Why is the cross so important? Why did God, in His infinite wisdom, choose a cross as the instrument to ransom the souls of many? At such great cost, what does the cross teach us that God wants us to see and know? Why put the son of God on a slave’s tree?
It had to be a Visible and Public Spectacle. In 71 B.C. a slave named Spartacus led a slave revolt against the Romans that was eventually decimated. The Romans captured approximately 6,000 slaves and crucified them at varying distances for 119 miles along the Appian Highway between Rome and Capua. Jesus was crucified on a hill just outside of Jerusalem so that everyone could see as they walked by. This was also one of the points of the cross itself. Not only was it a terribly elongated and painful death, but the cross elevated the visibility of those who were executed. The Romans wanted crucifixion to be a visible and public warning not to cross their authority and rule.
It had to be Wrathful and Horrifically Cruel. Tim Keller writes in his latest book, The King’s Cross, “Crucifixion was designed to be the most humiliating and gruesome method of execution. The Romans reserved it for their worst offenders. It was a protracted, bloody public spectacle of extreme pain that usually ended in a horrible death by shock or asphyxiation.” (p. 198) And as horrible as the crucifixion itself (John 19:18) was, there was the subsequent flogging, beating, beard pulling, cross carrying and naked humiliation (for Jesus the crown of thorns) that took place prior to being nailed to the wooden beams so they could drop the cross in a hole that made it stand up. It was uncensored cruelty at its worst. God wanted us to have a picture of His wrath on the sin of sinners.

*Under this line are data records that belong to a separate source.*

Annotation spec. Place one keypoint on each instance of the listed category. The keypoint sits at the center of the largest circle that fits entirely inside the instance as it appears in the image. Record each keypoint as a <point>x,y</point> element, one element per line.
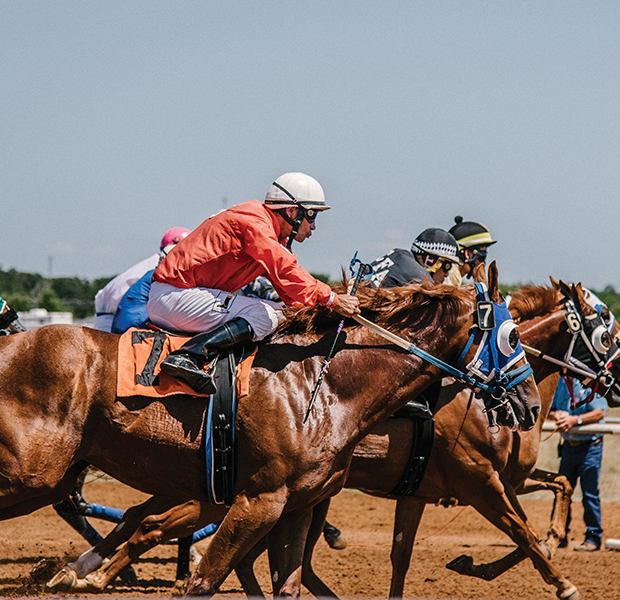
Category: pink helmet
<point>173,236</point>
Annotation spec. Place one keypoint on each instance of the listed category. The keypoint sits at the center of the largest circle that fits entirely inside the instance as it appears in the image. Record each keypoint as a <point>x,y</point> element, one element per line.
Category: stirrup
<point>184,367</point>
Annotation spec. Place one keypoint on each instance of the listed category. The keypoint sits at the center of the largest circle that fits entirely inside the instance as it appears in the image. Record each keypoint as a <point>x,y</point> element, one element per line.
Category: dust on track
<point>361,570</point>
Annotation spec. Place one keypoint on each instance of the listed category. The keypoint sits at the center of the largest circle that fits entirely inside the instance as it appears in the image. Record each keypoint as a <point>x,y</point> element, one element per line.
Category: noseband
<point>7,317</point>
<point>500,377</point>
<point>584,331</point>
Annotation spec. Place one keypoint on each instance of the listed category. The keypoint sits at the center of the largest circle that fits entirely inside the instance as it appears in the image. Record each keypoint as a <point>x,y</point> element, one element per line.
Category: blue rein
<point>503,380</point>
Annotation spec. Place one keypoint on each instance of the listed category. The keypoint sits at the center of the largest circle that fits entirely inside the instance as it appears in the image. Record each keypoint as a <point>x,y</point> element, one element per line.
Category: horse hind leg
<point>72,576</point>
<point>499,506</point>
<point>409,512</point>
<point>286,544</point>
<point>248,520</point>
<point>309,578</point>
<point>558,484</point>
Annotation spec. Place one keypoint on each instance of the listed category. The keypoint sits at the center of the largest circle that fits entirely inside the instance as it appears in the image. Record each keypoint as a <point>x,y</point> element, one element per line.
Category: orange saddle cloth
<point>140,352</point>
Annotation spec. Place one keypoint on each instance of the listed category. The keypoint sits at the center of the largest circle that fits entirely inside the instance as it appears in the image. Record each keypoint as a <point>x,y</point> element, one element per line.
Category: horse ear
<point>479,274</point>
<point>494,291</point>
<point>565,289</point>
<point>578,298</point>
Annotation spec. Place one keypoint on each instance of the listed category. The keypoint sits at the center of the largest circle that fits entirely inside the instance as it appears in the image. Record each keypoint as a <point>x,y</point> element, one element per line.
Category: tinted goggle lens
<point>310,214</point>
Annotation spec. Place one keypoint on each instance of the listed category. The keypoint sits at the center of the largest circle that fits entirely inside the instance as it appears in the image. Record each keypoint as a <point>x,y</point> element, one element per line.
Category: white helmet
<point>296,188</point>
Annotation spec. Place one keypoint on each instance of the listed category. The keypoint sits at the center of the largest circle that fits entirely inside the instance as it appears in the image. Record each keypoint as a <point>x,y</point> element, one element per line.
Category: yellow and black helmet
<point>470,234</point>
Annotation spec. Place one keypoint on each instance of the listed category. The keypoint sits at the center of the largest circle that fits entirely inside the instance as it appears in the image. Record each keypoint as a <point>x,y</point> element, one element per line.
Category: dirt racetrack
<point>361,570</point>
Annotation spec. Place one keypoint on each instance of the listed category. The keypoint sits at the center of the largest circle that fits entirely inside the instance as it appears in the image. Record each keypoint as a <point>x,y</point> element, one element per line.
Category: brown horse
<point>58,388</point>
<point>469,465</point>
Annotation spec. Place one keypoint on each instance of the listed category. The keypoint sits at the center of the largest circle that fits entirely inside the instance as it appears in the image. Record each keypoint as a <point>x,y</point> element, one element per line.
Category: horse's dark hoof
<point>44,569</point>
<point>461,564</point>
<point>128,577</point>
<point>179,587</point>
<point>333,536</point>
<point>571,593</point>
<point>545,549</point>
<point>63,581</point>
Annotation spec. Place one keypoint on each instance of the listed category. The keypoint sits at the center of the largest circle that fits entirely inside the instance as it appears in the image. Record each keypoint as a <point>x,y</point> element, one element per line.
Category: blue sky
<point>119,120</point>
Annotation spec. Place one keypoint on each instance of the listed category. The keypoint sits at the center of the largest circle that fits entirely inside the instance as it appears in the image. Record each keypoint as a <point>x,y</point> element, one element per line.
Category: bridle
<point>498,351</point>
<point>496,325</point>
<point>591,342</point>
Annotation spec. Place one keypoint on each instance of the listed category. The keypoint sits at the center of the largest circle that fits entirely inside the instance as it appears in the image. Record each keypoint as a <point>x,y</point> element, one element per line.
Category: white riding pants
<point>202,310</point>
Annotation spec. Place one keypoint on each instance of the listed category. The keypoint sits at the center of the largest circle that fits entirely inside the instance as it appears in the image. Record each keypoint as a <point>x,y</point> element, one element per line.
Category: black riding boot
<point>186,362</point>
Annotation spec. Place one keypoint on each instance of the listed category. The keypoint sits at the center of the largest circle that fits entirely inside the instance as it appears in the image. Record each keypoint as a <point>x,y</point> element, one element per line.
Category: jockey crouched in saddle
<point>433,254</point>
<point>193,288</point>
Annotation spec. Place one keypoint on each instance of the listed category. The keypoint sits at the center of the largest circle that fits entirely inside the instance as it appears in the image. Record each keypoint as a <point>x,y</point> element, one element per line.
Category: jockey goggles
<point>433,263</point>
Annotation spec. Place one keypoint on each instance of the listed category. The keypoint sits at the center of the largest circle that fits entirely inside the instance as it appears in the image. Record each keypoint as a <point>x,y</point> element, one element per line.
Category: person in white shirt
<point>108,298</point>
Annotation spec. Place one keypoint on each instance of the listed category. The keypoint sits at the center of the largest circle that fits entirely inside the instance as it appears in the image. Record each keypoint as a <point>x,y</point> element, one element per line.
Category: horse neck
<point>400,377</point>
<point>546,334</point>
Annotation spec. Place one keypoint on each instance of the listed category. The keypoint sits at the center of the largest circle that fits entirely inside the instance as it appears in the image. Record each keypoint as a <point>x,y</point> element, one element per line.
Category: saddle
<point>420,411</point>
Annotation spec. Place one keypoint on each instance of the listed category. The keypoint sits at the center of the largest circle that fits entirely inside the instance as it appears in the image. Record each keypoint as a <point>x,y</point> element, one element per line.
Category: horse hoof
<point>545,549</point>
<point>128,577</point>
<point>461,564</point>
<point>179,587</point>
<point>570,593</point>
<point>337,542</point>
<point>45,569</point>
<point>63,581</point>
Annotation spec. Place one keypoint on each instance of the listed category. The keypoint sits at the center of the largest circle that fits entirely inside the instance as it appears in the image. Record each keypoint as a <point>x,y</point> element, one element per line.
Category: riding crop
<point>363,270</point>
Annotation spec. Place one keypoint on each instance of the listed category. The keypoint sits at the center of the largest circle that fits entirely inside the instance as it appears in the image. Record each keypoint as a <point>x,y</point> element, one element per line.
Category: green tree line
<point>24,291</point>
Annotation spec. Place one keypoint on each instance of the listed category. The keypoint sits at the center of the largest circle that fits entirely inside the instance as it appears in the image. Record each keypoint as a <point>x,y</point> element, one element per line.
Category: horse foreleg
<point>409,512</point>
<point>248,520</point>
<point>93,558</point>
<point>309,578</point>
<point>245,570</point>
<point>563,491</point>
<point>286,543</point>
<point>496,507</point>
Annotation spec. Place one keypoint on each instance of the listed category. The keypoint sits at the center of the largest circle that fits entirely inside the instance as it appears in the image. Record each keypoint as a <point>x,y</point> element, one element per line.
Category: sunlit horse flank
<point>469,465</point>
<point>368,380</point>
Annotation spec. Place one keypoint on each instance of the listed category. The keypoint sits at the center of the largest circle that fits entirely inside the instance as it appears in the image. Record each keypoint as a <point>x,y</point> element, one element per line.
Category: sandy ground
<point>361,570</point>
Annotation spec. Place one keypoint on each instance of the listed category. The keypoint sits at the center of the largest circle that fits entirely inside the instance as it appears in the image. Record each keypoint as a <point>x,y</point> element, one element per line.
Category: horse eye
<point>507,338</point>
<point>513,338</point>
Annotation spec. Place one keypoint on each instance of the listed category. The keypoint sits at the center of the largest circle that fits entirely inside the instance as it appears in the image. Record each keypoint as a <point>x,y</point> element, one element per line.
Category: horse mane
<point>417,304</point>
<point>532,301</point>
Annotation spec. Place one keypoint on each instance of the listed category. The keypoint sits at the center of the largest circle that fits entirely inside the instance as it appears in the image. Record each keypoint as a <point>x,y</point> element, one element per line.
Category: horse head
<point>496,360</point>
<point>596,340</point>
<point>9,321</point>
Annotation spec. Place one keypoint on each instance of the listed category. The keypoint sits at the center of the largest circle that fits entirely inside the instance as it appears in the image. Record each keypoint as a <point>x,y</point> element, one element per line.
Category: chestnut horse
<point>58,395</point>
<point>470,465</point>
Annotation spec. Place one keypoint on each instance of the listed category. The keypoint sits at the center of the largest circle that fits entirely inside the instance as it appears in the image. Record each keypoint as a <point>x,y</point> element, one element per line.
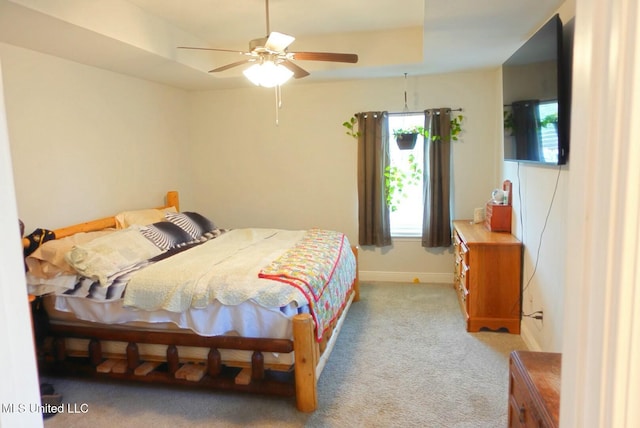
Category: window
<point>548,112</point>
<point>405,215</point>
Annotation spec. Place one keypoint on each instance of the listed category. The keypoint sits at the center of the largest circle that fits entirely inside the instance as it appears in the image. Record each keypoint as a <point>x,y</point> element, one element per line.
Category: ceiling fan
<point>272,62</point>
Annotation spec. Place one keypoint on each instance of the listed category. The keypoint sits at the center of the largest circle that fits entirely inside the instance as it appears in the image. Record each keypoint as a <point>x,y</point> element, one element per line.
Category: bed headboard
<point>172,200</point>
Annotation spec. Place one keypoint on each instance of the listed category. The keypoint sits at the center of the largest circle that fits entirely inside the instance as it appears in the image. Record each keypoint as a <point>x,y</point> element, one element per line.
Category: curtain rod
<point>421,112</point>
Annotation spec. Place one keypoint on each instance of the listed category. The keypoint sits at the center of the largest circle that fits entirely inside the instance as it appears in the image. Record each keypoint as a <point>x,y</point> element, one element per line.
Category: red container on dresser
<point>497,218</point>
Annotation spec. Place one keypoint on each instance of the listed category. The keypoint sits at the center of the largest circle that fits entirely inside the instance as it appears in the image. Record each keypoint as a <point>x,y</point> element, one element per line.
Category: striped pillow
<point>194,224</point>
<point>166,235</point>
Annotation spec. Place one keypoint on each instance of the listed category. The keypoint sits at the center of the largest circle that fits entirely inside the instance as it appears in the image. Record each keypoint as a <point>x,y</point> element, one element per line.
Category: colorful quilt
<point>322,266</point>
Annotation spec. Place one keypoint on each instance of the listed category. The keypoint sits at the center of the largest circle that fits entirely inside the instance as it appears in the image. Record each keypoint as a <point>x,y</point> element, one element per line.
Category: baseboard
<point>528,338</point>
<point>426,277</point>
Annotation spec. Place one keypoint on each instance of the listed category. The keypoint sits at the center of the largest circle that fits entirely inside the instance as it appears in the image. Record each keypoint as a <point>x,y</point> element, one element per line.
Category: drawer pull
<point>521,414</point>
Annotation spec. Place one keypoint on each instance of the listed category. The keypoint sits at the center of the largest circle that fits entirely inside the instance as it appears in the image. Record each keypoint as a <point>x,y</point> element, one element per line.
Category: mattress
<point>247,319</point>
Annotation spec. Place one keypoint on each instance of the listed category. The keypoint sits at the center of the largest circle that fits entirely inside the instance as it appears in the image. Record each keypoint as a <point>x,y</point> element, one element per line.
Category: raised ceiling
<point>139,37</point>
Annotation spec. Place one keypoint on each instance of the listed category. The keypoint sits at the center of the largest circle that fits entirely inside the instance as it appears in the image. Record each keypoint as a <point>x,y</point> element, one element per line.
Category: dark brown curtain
<point>526,129</point>
<point>436,218</point>
<point>373,158</point>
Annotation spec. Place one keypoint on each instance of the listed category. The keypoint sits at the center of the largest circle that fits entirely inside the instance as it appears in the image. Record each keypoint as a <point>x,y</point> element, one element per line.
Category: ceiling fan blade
<point>233,64</point>
<point>278,42</point>
<point>298,72</point>
<point>214,49</point>
<point>324,56</point>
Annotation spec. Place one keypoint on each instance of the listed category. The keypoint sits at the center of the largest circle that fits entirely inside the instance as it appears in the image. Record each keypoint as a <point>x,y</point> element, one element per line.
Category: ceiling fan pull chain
<point>266,3</point>
<point>278,104</point>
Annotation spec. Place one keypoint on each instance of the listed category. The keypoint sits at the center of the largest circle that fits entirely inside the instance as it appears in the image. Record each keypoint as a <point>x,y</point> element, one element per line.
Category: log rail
<point>300,379</point>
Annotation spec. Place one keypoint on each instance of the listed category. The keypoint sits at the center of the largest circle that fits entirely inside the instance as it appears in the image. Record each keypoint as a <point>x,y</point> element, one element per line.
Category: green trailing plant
<point>397,179</point>
<point>351,126</point>
<point>456,127</point>
<point>411,130</point>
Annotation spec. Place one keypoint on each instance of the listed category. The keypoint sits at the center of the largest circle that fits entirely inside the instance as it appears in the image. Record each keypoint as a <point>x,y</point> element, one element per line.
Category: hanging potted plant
<point>407,137</point>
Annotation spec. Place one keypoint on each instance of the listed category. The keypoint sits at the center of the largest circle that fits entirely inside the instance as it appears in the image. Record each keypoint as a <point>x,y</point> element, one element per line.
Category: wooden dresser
<point>487,277</point>
<point>534,389</point>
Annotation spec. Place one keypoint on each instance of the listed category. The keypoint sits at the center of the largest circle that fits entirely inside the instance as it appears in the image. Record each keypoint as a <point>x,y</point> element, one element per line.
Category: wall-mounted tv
<point>535,95</point>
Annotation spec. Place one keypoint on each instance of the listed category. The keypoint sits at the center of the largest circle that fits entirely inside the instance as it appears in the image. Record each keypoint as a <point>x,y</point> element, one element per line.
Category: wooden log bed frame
<point>299,380</point>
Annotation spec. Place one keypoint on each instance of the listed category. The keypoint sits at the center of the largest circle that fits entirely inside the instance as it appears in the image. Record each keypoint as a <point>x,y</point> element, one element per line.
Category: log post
<point>356,282</point>
<point>133,356</point>
<point>95,352</point>
<point>214,362</point>
<point>173,199</point>
<point>59,348</point>
<point>306,359</point>
<point>257,366</point>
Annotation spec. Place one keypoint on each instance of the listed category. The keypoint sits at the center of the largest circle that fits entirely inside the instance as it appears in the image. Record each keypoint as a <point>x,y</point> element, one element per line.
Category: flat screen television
<point>535,94</point>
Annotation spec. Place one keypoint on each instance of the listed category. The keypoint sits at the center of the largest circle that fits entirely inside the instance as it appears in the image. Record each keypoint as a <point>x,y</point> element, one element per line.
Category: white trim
<point>19,385</point>
<point>424,277</point>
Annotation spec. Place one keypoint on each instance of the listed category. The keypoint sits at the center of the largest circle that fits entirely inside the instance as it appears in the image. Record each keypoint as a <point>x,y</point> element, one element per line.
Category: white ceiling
<point>391,37</point>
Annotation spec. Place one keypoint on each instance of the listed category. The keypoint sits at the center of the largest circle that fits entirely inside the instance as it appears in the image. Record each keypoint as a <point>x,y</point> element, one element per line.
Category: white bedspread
<point>223,269</point>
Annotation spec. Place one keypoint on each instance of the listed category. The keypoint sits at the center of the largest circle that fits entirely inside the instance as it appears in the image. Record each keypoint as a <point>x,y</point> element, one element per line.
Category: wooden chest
<point>534,389</point>
<point>487,274</point>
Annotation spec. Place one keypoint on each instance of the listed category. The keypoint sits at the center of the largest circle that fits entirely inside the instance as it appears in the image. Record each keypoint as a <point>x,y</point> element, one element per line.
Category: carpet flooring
<point>403,359</point>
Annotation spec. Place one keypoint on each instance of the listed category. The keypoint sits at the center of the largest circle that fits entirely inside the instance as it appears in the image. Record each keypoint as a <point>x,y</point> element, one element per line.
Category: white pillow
<point>48,260</point>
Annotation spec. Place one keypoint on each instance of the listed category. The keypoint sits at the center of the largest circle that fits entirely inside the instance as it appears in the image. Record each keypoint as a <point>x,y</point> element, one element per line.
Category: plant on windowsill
<point>407,137</point>
<point>396,179</point>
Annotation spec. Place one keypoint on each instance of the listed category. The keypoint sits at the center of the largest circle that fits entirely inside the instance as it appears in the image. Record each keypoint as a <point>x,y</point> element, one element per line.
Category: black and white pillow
<point>166,235</point>
<point>193,223</point>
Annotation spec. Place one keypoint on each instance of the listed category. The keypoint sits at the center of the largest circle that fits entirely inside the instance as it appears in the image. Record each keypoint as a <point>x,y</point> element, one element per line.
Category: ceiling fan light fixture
<point>268,74</point>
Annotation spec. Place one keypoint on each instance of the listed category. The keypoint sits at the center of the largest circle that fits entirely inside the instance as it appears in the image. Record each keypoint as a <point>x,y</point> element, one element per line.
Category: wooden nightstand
<point>534,389</point>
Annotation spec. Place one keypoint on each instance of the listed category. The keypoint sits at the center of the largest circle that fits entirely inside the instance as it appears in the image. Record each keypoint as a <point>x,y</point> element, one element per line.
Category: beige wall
<point>86,142</point>
<point>540,222</point>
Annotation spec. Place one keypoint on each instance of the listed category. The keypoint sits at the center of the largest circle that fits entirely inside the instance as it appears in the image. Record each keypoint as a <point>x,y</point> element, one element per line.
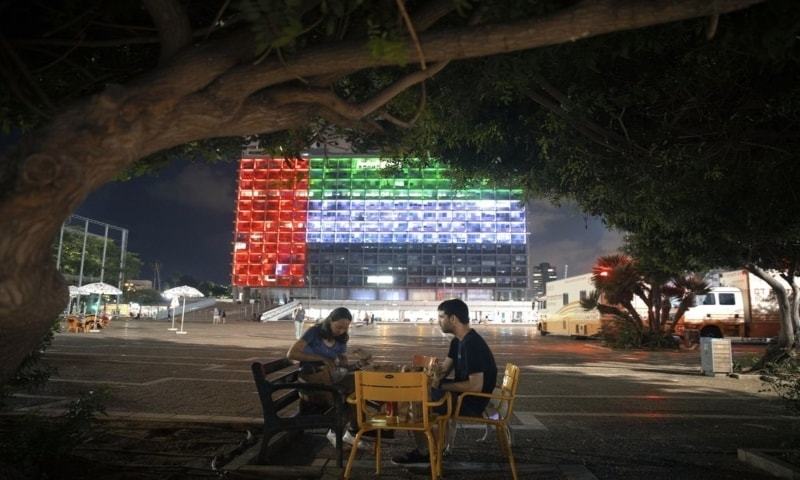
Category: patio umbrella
<point>76,293</point>
<point>100,289</point>
<point>183,291</point>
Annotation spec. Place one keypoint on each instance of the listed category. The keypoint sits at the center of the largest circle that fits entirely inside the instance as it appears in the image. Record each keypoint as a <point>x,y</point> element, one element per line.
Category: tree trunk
<point>786,337</point>
<point>57,167</point>
<point>206,92</point>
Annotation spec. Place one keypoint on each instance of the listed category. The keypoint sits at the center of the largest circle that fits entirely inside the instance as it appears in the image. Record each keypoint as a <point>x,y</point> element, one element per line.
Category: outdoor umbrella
<point>183,291</point>
<point>100,289</point>
<point>75,292</point>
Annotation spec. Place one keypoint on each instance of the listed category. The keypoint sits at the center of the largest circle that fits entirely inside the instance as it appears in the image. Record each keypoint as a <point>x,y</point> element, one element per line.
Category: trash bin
<point>716,356</point>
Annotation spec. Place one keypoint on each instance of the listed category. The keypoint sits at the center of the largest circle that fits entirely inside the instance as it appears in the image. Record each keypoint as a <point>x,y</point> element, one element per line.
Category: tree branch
<point>585,20</point>
<point>554,108</point>
<point>423,19</point>
<point>608,136</point>
<point>329,100</point>
<point>12,55</point>
<point>172,22</point>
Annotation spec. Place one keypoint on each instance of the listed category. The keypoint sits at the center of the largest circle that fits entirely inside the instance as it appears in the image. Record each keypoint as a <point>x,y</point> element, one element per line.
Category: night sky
<point>183,217</point>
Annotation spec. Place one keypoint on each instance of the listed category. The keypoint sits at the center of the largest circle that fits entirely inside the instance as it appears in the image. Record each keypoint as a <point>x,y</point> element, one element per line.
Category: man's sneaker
<point>348,438</point>
<point>412,457</point>
<point>374,433</point>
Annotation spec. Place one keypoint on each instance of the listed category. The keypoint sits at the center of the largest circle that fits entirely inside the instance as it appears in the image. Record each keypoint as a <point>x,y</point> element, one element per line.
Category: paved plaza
<point>583,411</point>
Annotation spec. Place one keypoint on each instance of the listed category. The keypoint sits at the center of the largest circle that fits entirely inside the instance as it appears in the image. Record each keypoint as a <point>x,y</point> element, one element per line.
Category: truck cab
<point>717,314</point>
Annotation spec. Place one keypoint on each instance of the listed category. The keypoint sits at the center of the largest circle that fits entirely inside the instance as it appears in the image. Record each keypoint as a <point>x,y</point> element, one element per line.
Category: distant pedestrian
<point>299,315</point>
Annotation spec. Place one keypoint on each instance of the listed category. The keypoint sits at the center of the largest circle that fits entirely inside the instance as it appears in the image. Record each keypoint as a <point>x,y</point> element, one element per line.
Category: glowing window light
<point>380,279</point>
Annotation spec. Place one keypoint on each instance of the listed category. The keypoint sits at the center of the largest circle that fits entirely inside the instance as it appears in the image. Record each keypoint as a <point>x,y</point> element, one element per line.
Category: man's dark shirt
<point>472,355</point>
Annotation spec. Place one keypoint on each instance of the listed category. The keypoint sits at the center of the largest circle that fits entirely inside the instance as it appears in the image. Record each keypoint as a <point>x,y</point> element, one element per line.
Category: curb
<point>761,458</point>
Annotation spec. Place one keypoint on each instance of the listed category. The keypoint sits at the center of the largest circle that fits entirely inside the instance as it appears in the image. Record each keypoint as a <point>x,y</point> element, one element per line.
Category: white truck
<point>741,307</point>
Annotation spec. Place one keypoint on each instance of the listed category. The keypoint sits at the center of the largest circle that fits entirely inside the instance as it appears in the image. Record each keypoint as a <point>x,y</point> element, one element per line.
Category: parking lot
<point>581,407</point>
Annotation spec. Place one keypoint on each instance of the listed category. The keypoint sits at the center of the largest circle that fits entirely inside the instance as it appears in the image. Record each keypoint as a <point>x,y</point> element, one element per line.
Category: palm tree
<point>618,279</point>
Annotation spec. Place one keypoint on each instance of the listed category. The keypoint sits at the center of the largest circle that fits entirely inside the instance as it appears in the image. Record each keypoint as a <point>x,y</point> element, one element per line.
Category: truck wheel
<point>711,332</point>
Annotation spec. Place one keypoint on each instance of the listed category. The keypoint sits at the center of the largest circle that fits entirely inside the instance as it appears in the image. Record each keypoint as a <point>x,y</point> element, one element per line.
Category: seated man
<point>472,362</point>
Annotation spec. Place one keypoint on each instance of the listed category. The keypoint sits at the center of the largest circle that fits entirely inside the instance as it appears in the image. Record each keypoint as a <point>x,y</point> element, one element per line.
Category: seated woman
<point>322,353</point>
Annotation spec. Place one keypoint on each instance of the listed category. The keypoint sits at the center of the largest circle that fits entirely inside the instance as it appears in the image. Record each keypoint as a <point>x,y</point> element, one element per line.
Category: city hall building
<point>338,228</point>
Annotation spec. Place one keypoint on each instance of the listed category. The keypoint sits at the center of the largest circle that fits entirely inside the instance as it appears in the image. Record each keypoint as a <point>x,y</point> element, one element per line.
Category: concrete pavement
<point>583,411</point>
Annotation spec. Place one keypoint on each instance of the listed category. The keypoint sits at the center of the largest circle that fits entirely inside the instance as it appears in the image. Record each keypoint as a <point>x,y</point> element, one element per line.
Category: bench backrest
<point>266,376</point>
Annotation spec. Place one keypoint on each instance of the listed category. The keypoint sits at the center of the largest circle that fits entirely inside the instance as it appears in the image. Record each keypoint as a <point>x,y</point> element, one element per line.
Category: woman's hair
<point>326,332</point>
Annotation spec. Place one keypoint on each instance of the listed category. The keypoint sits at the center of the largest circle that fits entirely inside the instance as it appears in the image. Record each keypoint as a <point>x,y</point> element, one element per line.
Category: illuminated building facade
<point>338,228</point>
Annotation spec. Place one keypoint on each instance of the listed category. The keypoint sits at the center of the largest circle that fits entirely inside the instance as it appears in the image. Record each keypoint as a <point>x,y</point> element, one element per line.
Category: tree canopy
<point>684,135</point>
<point>100,86</point>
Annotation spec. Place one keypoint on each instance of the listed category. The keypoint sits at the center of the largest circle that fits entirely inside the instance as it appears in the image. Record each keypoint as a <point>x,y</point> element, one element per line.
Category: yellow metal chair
<point>396,387</point>
<point>501,406</point>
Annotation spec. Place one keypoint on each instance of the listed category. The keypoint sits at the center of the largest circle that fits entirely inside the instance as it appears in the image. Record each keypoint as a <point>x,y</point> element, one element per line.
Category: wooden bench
<point>279,390</point>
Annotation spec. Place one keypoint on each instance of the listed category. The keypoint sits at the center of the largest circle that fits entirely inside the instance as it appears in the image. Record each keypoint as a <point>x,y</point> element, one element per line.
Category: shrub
<point>40,447</point>
<point>784,379</point>
<point>620,332</point>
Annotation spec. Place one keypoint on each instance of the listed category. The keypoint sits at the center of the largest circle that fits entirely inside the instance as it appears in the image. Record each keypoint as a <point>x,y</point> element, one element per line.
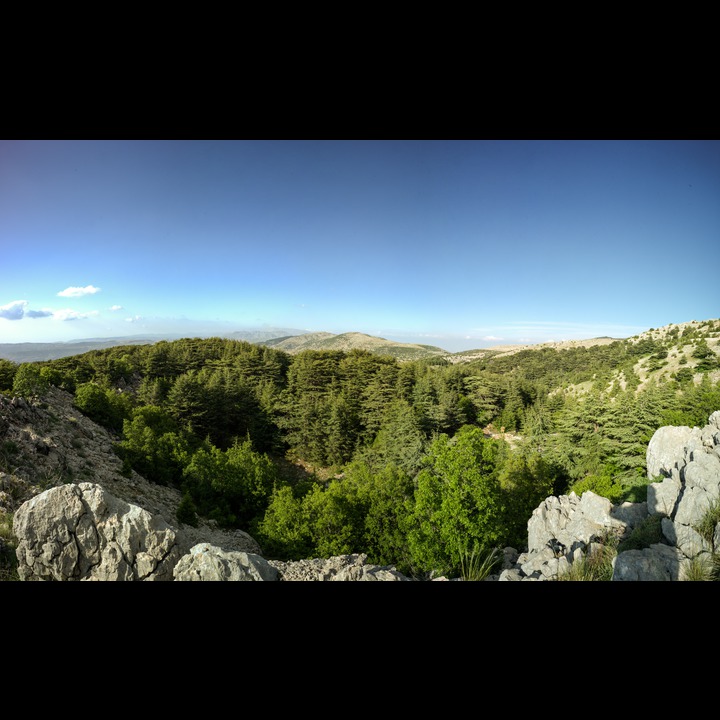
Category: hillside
<point>300,449</point>
<point>355,341</point>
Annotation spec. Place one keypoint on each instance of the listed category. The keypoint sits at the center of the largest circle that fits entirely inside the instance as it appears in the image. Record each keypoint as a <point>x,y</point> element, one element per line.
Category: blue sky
<point>457,243</point>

It had to be for Criminals and Insurrectionists. The cross was for people who violated the Roman Law. It was for slaves like Spartacus who led revolts. It was for people like Barabbas, an insurrectionist and murderer (Luke 23:18-19). The cross was for people who had actually committed crimes, like the two criminals mentioned in Luke 23:39-43, who were crucified next to Jesus. The cross was for sinners, law violators and transgressors.
Jesus was publicly executed as a heinous criminal with the most wrathful punishment in the history of mankind.
God wants us to see these truths. He wants us to see that what we deserved Christ absorbed.
If there were no crucifixion we lose the picture of redemption; we would lose the story of the wrath of God poured out on an innocent man who atoned for our heinous crimes against an infinitely Holy God.
Be brave and look on the cross with much sorrow, but look also with great thankfulness and joy. The Cross was meant to be looked at.